As bleak an edifice of dystopian modernity as you can get. There is nothing comforting anywhere within the O2. And it used to be called the Millennium Dome but now it doesn’t even have a building noun, it’s just a brand name.

 

 

 

Westminster tube4. Westminster tube station

Westminster tube station is kind of cool, and totally at odds with the politician-dullness that is synonymous with the area itself. It’s all grey and metallic with exposed ventilation shafts, but the most Ballardian thing is the extra, see-through screen that separates the platform from the track which only opens when the train in docked, presumably so suicidal political aides can’t jump in front of incoming Jubilee tubes.

 

3. The Greenway at night.

The GreenwaySimilar to Bow Junction, this entry was inspired by my cycle home from the party last night. The Greenway is a cycle and footpath that goes through places like Bow and West Ham. By day, it forms part of the Capital Ring, but at night, it’s as dark as London gets. I was pretty nervous as I passed under the metal bridge and turned my bike light onto full beam. On the path, I could only see about a metre ahead of me at a time, and it felt like anything could be lurking in the darkness, but I didn’t encounter a single other sole. Either side of me, down below the Greenway, the industrial landscape glowed – cranes, scrapyards, clusters of boxy new build flats. And then I almost crashed into a wire fence and a sign proclaiming that from here on the Greenway was closed because of Crossrail construction. Boo! I was really enjoying the Ballardian dystopianism up til then.

2. Westgate Stratford

Ballard set a large part of Kingdom Come, his last novel, in a shopping mall. No surprise, shopping malls were made for JG Ballard stories, and Westgate would surely be in contention should Kingdom Come ever be adapted for the screen. It’s vast cess-pit of consumerism where everything is for sale, always heaving with bodies seeking out their capitalist fix. It all bright lighting and shiny floors but the toilets absolutely reek, suggesting something is rotting underneath it all.

1 . Olympic Park

Olympic park somewhere in the background

Olympic park somewhere in the background

If you ever want to be alone in London, go to Olympic park at night, it’s dead. It’s often relatively dead in the day too. The Orbit rises up in front of you, a dazzling tangle of red metal, and the disused stadium, the glory long faded, looms in the background. The only sound is the hum of far off traffic. There’s some sculpted landscapes going on, a smell of canal slime prevails and the Olympic Village flats look like something from China. It’s impossible to imagine that Ryan Lochte et al once partied here. The party is long over and the decay is setting in.

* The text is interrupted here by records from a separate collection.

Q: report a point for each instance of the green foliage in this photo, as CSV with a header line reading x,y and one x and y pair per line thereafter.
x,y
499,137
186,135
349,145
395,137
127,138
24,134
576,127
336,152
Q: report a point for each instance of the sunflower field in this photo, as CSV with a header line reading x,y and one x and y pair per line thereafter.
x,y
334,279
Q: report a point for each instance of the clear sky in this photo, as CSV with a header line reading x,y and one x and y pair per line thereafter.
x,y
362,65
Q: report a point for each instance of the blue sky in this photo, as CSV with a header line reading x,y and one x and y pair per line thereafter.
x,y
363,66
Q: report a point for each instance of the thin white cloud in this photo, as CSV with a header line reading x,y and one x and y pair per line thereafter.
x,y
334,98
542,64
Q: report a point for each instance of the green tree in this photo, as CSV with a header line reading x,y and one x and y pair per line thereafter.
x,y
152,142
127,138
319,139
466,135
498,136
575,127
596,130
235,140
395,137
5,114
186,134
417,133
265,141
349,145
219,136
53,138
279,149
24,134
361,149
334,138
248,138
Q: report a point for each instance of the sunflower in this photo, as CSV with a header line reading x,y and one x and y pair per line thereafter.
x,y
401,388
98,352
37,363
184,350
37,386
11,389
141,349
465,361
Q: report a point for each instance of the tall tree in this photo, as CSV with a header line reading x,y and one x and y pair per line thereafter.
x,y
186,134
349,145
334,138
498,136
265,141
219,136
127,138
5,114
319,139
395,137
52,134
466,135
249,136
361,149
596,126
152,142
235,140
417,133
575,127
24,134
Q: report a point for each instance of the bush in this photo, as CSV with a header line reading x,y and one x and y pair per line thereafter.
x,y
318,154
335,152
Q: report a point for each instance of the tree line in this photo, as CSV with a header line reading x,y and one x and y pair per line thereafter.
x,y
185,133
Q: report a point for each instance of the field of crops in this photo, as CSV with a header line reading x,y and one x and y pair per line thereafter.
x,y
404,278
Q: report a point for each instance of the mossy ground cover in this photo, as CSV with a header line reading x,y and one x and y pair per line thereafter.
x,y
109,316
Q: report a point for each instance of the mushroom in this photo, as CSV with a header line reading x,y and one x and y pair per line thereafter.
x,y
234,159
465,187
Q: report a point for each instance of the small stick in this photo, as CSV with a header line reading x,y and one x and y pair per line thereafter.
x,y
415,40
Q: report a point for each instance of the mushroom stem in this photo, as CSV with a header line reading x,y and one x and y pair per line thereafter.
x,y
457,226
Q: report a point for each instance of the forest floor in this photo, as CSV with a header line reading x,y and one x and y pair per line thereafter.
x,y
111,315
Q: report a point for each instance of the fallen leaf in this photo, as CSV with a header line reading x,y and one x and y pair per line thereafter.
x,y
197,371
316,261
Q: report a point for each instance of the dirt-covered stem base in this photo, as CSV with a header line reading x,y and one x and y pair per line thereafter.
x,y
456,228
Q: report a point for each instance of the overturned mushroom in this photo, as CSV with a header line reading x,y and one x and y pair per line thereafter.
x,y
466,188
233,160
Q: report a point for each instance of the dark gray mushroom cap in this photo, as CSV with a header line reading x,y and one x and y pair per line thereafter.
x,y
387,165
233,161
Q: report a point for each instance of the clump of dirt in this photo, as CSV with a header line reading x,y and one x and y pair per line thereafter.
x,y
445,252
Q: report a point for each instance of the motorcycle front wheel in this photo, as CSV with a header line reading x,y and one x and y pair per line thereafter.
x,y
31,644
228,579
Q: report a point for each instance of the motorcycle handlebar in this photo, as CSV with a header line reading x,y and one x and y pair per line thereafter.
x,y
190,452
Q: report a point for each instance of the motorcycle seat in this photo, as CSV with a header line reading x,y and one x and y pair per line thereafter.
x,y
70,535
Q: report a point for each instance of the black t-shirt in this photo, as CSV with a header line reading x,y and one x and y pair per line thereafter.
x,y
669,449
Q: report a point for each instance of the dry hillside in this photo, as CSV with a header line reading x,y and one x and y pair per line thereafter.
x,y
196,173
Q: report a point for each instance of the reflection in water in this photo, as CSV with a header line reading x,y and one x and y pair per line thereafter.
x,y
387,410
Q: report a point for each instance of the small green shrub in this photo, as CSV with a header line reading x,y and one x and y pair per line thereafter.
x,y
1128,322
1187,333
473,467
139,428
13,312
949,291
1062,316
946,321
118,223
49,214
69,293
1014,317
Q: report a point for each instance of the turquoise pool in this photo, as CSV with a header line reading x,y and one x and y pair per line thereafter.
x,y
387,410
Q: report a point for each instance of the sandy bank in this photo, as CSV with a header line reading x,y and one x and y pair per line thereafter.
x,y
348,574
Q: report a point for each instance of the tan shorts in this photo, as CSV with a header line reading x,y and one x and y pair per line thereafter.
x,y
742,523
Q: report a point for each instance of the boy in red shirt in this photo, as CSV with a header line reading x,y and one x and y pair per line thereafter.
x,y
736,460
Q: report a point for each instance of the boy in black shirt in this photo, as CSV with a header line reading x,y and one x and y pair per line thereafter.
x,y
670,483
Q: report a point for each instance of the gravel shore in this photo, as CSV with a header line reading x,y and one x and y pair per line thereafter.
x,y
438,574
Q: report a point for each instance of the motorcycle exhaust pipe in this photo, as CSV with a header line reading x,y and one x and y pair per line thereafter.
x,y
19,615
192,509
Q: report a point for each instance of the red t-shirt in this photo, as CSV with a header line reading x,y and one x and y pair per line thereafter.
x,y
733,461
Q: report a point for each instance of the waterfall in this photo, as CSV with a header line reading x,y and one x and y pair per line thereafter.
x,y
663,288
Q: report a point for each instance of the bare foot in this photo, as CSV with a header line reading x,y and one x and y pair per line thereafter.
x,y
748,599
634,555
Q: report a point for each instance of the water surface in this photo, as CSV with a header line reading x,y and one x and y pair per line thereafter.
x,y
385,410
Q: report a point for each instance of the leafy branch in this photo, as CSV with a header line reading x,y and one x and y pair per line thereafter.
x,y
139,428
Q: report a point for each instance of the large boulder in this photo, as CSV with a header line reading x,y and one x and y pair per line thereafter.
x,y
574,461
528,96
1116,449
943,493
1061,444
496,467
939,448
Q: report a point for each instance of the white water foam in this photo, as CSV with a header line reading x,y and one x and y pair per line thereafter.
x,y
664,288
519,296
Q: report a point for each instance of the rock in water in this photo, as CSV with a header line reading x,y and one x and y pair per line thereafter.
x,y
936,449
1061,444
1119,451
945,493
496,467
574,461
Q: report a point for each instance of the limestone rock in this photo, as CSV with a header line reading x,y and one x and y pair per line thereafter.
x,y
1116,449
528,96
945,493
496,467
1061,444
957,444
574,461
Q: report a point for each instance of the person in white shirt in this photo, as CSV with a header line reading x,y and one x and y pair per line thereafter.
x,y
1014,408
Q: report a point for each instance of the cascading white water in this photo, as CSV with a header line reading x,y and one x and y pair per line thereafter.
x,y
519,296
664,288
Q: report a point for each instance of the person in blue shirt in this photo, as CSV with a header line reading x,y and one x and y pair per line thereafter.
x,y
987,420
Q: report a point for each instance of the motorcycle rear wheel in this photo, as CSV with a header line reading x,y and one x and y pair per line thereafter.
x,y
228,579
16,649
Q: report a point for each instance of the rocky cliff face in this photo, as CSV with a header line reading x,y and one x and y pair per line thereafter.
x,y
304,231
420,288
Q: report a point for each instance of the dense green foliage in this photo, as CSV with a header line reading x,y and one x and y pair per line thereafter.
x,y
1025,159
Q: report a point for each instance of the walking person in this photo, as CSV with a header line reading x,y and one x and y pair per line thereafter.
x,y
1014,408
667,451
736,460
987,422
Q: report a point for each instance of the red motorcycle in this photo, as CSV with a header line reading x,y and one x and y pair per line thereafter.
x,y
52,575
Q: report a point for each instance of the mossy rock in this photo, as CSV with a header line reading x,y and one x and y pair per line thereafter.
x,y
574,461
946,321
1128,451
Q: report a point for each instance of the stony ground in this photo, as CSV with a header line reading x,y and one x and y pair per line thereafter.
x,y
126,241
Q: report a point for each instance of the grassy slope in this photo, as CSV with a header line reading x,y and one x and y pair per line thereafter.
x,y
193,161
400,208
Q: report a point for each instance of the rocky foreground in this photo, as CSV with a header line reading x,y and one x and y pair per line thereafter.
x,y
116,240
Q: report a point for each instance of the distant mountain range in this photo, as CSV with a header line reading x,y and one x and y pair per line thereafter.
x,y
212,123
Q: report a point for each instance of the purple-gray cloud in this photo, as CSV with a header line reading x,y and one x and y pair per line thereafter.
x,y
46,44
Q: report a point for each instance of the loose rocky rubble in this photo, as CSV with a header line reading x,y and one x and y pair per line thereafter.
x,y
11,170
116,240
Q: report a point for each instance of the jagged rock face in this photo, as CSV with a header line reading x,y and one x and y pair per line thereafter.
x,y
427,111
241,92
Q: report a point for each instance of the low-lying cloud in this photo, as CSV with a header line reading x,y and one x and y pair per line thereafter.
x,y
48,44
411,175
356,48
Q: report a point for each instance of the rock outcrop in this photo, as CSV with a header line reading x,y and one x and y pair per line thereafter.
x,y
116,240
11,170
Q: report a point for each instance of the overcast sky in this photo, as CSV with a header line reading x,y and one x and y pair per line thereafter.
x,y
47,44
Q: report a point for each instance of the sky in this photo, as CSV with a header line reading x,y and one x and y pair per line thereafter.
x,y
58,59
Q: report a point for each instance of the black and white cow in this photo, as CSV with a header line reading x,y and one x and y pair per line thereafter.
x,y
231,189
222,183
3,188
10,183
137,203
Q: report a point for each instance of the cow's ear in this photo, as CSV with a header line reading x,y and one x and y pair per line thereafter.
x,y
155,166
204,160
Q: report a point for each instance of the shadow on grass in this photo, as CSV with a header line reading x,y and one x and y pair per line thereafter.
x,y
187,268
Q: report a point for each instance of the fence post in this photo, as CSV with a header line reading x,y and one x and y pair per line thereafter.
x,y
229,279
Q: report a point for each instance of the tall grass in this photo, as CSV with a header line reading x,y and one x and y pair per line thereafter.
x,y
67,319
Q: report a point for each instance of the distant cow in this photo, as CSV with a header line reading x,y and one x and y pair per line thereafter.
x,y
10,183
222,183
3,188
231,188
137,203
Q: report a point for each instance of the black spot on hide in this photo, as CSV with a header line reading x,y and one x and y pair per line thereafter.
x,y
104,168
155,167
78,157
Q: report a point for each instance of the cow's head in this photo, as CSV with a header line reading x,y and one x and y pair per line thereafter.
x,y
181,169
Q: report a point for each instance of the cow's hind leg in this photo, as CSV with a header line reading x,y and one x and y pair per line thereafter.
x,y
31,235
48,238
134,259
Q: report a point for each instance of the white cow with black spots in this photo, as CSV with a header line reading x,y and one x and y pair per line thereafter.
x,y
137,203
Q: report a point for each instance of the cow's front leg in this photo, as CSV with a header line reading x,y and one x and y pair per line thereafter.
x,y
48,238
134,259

If you haven’t got a clue what I’m on about, go and read some JG Ballard novels. I’d start with Crash, but Empire of the Sun is, whilst not very ‘Ballardian’,  one of the best books ever written.

2 Comments leave one →
  1. Graham Lowell permalink
    April 30, 2015 9:36 am

    1 huge omission: Balfron Towers St Leonards Road, E14 0QT is widely held to be the model for Ballard’s ‘High Rise’ a brutalist tower block where the architect Erno Goldfinger briefly lived in a penthouse atop his creation. Details on Balfron Tower http://www.balfrontower.org/
    Alternatively you can do two at once and see Trellick Towers in W10, built to the same design, from the Westway flyover which inspired ‘Concrete Island’. There was also an architect involved in the Westway development named Robert Maitland…

    • HJHampson permalink*
      April 30, 2015 11:01 am

      Hey thanks for comment. I’m no expert in architecture and wrote this rather off the cuff, so probably missed out a lot of places! That blog is really interesting. It sounds like it’s going to be well and truly gentrified with the refurb and no more social housing tenants, right? I wonder what JG B would make of that.